John Major declined to discuss Mr Yeo when asked how it fitted in with the Government's 'back to basics' theme, in an interview on BBC Radio 4. The Prime Minister said he 'was not going to get into the case of individual ministers'.

Mr Yeo, 48, who had an affair with Julia Stent, a 34-year-old solicitor and a London Conservative councillor, was back in England yesterday after a holiday in the Seychelles with his wife, Diane, and their two grown-up children. He is expected to return to work tomorrow.

The insistence by both Mr Major and Mr Yeo's immediate boss, John Gummer, that the issue is a personal one for the minister, is a conscious shift of approach since Mr Major's repeated and public expressions of support for the then Secretary of State for National Heritage, David Mellor, after his affair with the actress Antonia de Sancha.

But Westminster sources were insistent that the line did not imply any lack of backing for Mr Yeo - respected as a capable minister who was in line for Cabinet promotion - and indeed that the stance implied that his personal life had no bearing on his ability to do his duties. It was acknowledged, however, that party managers had not wanted Mr Major to tie his personal standing to Mr Yeo's future.

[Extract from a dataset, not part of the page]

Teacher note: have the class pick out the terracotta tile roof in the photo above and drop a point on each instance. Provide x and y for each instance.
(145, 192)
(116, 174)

Friends of Mr Yeo said they were still optimistic that he would weather the storm. It was pointed out there was no acrimony between Mr Yeo's family and Ms Stent, and that he had made a clean breast of the affair.

Initial soundings of the Tory whips conducted on Mr Yeo's behalf also suggest strong support for him, despite the prediction by David Evans, MP for Welwyn Hatfield, his most outspoken critic and a member of the 1922 executive, that he would go.